Are there any test cases/pseudo code making a CNN updatable that don't use MNIST dataset with Keras? What about an updatable model that comes from a CreateML and the apple toolchain? The example project is particularly annoying, because it just quietly ignores the entire workflow required for munging inputs and outputs around and then just magically include a CNN + KNN pipeline mlmodel.
[Id: 9], Name: dense_2__activation__ (Type: softmax)
Updatable: False
Input blobs: [u'dense_2_output']
Output blobs: [u'digitProbabilities']
[Id: 8], Name: dense_2 (Type: innerProduct)
Updatable: False
Input blobs: [u'dense_1__activation___output']
Output blobs: [u'dense_2_output']
[Id: 7], Name: dense_1__activation__ (Type: activation)
Updatable: False
Input blobs: [u'dense_1_output']
Output blobs: [u'dense_1__activation___output']
[Id: 143], Name: 564 (Type: softmaxND)
Updatable: False
Input blobs: ['x']
Output blobs: ['var_564']
[Id: 142], Name: x (Type: innerProduct)
Updatable: True
Input blobs: ['input.143']
Output blobs: ['x']
[Id: 141], Name: input.143 (Type: reshapeStatic)
Updatable: False
Input blobs: ['558']
Output blobs: ['input.143']
People are here because they aren't using MNIST and trying to bumble around
builder.set_categorical_cross_entropy_loss(name="lossLayer", input="var_564") Traceback (most recent call last): File "
", line 1, in File "/opt/homebrew/lib/python3.11/site-packages/coremltools/models/neural_network/builder.py", line 997, in set_categorical_cross_entropy_loss raise ValueError( ValueError: Categorical Cross Entropy loss layer input (var_564) must be a softmax layer output.
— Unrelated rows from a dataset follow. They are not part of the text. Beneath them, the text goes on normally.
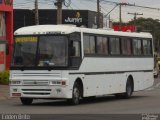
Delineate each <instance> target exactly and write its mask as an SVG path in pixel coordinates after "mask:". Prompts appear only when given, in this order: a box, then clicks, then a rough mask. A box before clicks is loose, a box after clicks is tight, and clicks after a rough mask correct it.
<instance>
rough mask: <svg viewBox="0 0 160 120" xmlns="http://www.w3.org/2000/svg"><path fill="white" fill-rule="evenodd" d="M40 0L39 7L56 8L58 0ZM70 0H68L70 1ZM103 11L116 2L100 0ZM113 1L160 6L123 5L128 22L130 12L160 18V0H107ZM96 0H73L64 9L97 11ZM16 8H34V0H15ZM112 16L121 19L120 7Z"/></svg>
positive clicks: (133, 16) (112, 7)
mask: <svg viewBox="0 0 160 120" xmlns="http://www.w3.org/2000/svg"><path fill="white" fill-rule="evenodd" d="M38 1H39V9H56V7H55V6H54V2H55V1H56V0H38ZM68 1H69V0H66V3H68ZM100 1H101V2H100V6H101V12H102V13H103V14H104V15H105V14H108V12H109V11H111V10H112V9H113V8H114V6H115V4H114V3H110V2H104V1H105V0H100ZM106 1H112V2H118V3H121V2H124V3H129V4H135V5H139V6H146V7H152V8H159V10H154V9H146V8H139V7H133V6H122V21H123V22H127V21H130V20H132V19H133V18H134V16H133V15H130V14H128V13H135V12H136V13H139V14H143V15H138V16H137V18H138V17H144V18H153V19H159V20H160V0H106ZM96 6H97V5H96V0H71V4H70V6H69V7H66V6H63V9H78V10H81V9H84V10H92V11H96V10H97V7H96ZM14 8H15V9H33V8H34V0H14ZM110 18H111V19H112V20H113V21H114V22H118V21H119V7H116V8H115V9H114V10H113V11H112V12H111V13H110Z"/></svg>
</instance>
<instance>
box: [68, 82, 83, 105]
mask: <svg viewBox="0 0 160 120" xmlns="http://www.w3.org/2000/svg"><path fill="white" fill-rule="evenodd" d="M80 92H81V90H80V86H79V85H78V83H77V82H75V83H74V86H73V91H72V98H71V99H68V102H69V103H71V104H72V105H78V104H79V103H80V98H81V93H80Z"/></svg>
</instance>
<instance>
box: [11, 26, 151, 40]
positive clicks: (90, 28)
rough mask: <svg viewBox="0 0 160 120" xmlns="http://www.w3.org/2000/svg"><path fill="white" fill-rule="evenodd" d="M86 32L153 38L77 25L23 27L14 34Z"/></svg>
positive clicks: (54, 33) (148, 36)
mask: <svg viewBox="0 0 160 120" xmlns="http://www.w3.org/2000/svg"><path fill="white" fill-rule="evenodd" d="M73 32H84V33H90V34H103V35H114V36H128V37H142V38H152V35H151V34H150V33H135V32H121V31H113V30H106V29H91V28H81V27H76V26H75V25H35V26H28V27H22V28H20V29H18V30H16V31H15V32H14V35H39V34H40V35H42V34H70V33H73Z"/></svg>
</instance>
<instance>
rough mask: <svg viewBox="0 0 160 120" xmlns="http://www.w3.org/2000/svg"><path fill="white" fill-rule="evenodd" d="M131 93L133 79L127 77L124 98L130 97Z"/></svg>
mask: <svg viewBox="0 0 160 120" xmlns="http://www.w3.org/2000/svg"><path fill="white" fill-rule="evenodd" d="M132 93H133V81H132V79H131V78H128V80H127V84H126V93H125V94H124V98H130V97H131V96H132Z"/></svg>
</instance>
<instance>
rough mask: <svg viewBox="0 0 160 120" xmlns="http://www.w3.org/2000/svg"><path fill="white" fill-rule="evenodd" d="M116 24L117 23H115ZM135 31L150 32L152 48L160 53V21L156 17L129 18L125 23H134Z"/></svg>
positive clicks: (155, 50) (133, 24)
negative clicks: (152, 47)
mask: <svg viewBox="0 0 160 120" xmlns="http://www.w3.org/2000/svg"><path fill="white" fill-rule="evenodd" d="M115 24H118V23H115ZM135 24H136V32H150V33H151V34H152V36H153V39H154V49H155V51H156V52H158V53H160V22H159V20H157V19H155V20H154V19H152V18H142V17H141V18H138V19H136V21H135V20H131V21H129V22H128V23H125V25H135Z"/></svg>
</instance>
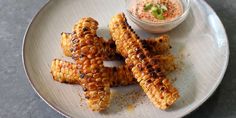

(ML) Fix softmax after converting CoreML model becomes softmaxND
https://developer.apple.com/documentation/coreml/personalizing-a-model-with-on-device-updates
https://forums.developer.apple.com/forums/thread/727757
https://www.netguru.com/blog/on-device-training-with-core-ml-make-your-pancakes-healthy-again
https://forums.developer.apple.com/forums/thread/709704
https://github.com/apple/coremltools/issues/1714
https://stackoverflow.com/questions/56966477/ios-core-ml-updatetable-model-on-device-learning
https://github.com/apple/coremltools/blob/e3032bf28a5b46e398f1f99b9d4ae9e57a08ffdc/coremltools/models/neural_network/builder.py#L982
The recent versions of coremltools seem to reference a softmax layer as softmaxND, at least in the PyTorch converted models. Thus this condition should be updated as it makes adding a loss layer easier, instead of fancy workarounds.